Technique 1: Prompt caching
Technique 2: Tool search and deferred loading
Technique 3: Programmatic tool calling
Technique 4: Compaction
Technique 5: The advisor strategy
Production gotchas that will bite you
Where to start
FAQ

Technique 1: Prompt caching#

Docs: Anthropic prompt caching reference

Prompt caching is a server-side feature. Anthropic's API computes a hash of your prompt prefix, and if it finds a match in cache from a recent request, it reuses the cached portion. You only pay full input token prices for the new dynamic content.

The default TTL is 5 minutes. A 1-hour TTL option exists for slower sessions (like long-running chats) but costs more to write and read. The billing breakdown: cache writes are ~1.25x the base input price, cache reads are ~0.1x. Once you have a high hit rate, this is where the 90% discount figure comes from.
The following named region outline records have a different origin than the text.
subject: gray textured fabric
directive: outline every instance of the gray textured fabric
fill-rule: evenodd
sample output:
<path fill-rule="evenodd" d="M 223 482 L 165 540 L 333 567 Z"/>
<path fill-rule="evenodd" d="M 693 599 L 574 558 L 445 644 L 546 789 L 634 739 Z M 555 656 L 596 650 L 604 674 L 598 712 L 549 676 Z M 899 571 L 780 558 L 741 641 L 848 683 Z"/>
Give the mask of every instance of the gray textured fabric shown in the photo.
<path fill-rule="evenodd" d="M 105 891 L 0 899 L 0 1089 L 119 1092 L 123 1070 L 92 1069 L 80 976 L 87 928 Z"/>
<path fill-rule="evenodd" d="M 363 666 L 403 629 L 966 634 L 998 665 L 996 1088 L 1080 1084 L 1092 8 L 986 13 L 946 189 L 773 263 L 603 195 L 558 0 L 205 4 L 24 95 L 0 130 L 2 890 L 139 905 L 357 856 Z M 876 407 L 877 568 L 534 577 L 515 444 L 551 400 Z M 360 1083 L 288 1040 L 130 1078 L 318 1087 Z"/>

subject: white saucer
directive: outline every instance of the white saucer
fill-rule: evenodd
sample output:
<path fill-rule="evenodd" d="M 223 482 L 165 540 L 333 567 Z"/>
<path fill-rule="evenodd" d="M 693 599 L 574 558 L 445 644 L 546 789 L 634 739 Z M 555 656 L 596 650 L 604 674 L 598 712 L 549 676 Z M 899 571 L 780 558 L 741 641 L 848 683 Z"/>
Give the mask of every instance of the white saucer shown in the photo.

Where to place breakpoints#

You control caching by adding cache_control breakpoints to your prompt. The breakpoint goes on the last content block of your stable prefix. Everything up to and including that block gets cached.

python code-highlight

import anthropic

client = anthropic.Anthropic()

response = client.messages.create(
    model="claude-sonnet-4-6",
    max_tokens=1024,
    system=[
        {
            "type": "text",
            "text": "You are an expert financial analyst with access to company data tools.",
        },
        {
            "type": "text",
            # All your expensive tool descriptions and background context go here
            "text": "<your static tool descriptions and background context>",
            "cache_control": {"type": "ephemeral"}  # Cache everything above this
        }
    ],
    messages=[
        {"role": "user", "content": user_message}  # Only dynamic part is fresh
    ]
)

print(response.usage.cache_read_input_tokens)    # Tokens served from cache
print(response.usage.cache_creation_input_tokens) # Tokens written to cache

The usage object in every response tells you exactly what happened. Watch cache_read_input_tokens versus cache_creation_input_tokens to know your actual hit rate.

Pre-warming the cache#

Do not wait for the first real user request to populate the cache. Pre-warm it at deploy time by sending a request with max_tokens=0. The API runs the prefill, writes to cache, and returns immediately without generating output.

python code-highlight

# Run this in your deployment script, or on a cron every 4 minutes
prewarm = client.messages.create(
    model="claude-sonnet-4-6",
    max_tokens=0,  # No output generated — just warms the cache
    messages=[
        {
            "role": "user",
            "content": [
                {
                    "type": "text",
                    "text": "<your full static prefix here>",
                    "cache_control": {"type": "ephemeral"}
                },
                {
                    "type": "text",
                    "text": "warmup"  # Throwaway dynamic content
                }
            ]
        }
    ]
)

print(prewarm.stop_reason)  # "max_tokens" — expected
print(prewarm.usage.cache_creation_input_tokens)  # Confirms the write happened

My take here: this one step alone moved the needle more than any prompt tuning I had done. Running it on a schedule every 4 minutes (just under the 5-minute TTL) keeps the cache hot continuously.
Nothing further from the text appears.